Optiver, meanwhile, doesn’t completely discount the suggestion, but would favour reducing the window to something less than a quarter. Anish Puaar, head of European equity market structure at the firm, says leaving a window as long as three months could reduce willingness to participate in the drill, “if it comes as too much of a surprise”.

Barclays’ Saunders says fire drill exercises take up a lot of resources, and a balance needs to be achieved between making them as real as possible and not overly burdensome on participants. 

Conor Sherrard, chief operating officer of prime services at Citi, agrees: “I think for drills, you do need to give a forewarning, rather than just ‘it’s going to happen at some point in three months’. I think the benefit of the simulation would be diminished if it was a surprise scenario.”

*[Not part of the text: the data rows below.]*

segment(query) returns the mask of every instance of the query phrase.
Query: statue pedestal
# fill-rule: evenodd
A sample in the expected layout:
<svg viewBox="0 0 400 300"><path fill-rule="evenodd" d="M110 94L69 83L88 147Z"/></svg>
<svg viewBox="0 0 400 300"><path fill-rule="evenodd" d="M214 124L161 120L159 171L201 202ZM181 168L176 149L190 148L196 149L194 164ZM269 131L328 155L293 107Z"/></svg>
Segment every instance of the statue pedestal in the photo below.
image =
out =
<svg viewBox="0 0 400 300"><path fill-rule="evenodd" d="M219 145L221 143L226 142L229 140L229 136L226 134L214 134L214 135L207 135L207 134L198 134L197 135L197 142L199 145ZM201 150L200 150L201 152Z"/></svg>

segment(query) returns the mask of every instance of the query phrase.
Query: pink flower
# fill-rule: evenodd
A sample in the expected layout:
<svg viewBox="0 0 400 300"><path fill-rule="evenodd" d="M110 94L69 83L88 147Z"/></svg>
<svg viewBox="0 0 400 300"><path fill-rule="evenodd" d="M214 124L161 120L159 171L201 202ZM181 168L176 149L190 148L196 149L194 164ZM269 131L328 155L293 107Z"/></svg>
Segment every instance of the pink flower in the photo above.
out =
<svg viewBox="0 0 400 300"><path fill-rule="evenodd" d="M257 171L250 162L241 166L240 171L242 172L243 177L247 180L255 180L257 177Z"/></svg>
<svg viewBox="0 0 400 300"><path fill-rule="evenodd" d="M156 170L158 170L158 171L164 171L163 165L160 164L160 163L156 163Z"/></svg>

In reality, crisis events rarely happen overnight. The risk of a collapse at Lehman Brothers became apparent days or even weeks before its eventual fall, giving clearing houses and other members time to prepare.

Esma’s Wendt says: “I personally think having a surprise element is an excellent idea. But it’s up to the industry to see whether this is workable.”

CCPs are for profit, so assuming that auctions don’t generate any revenue, it’s just a cost. Nobody will be jumping up and down to spend a ton of money to pay Bloomberg or Reuters for getting their codes
Head of clearing at an FCM

To make the drill more realistic, Sherrard also thinks it could be conducted in a narrower timeframe, rather than stretched out over days. And reducing the number of CCPs would make it more manageable for participating members, rotating the CCPs for each subsequent drill to ensure any differences between CCPs are captured.

Wendt promotes the idea of evolving and improving drills in each exercise to enhance their capacity to detect risk.

She says that the 2023 drill was predicated on a relatively straightforward scenario of one large clearing member defaulting. But based on the key takeaways – including the need for further standardisation – the next exercise should see those lessons turned into actions.

“So, it’s not simply again running each CCP’s default fund management procedure, but also adding a few elements that widen the scope of this exercise compared to what we saw in November 2023. There are other scenarios than the default of a clearing member,” adds Wendt.

“There’s also a scenario where you assume a big operational risk event that calls for very different information streams,” she concludes. “I personally hope that we will not only improve in the scenario of default of a clearing member, but we also look broader to other types of scenarios where I think the operational risk scenario is a really good alternative.”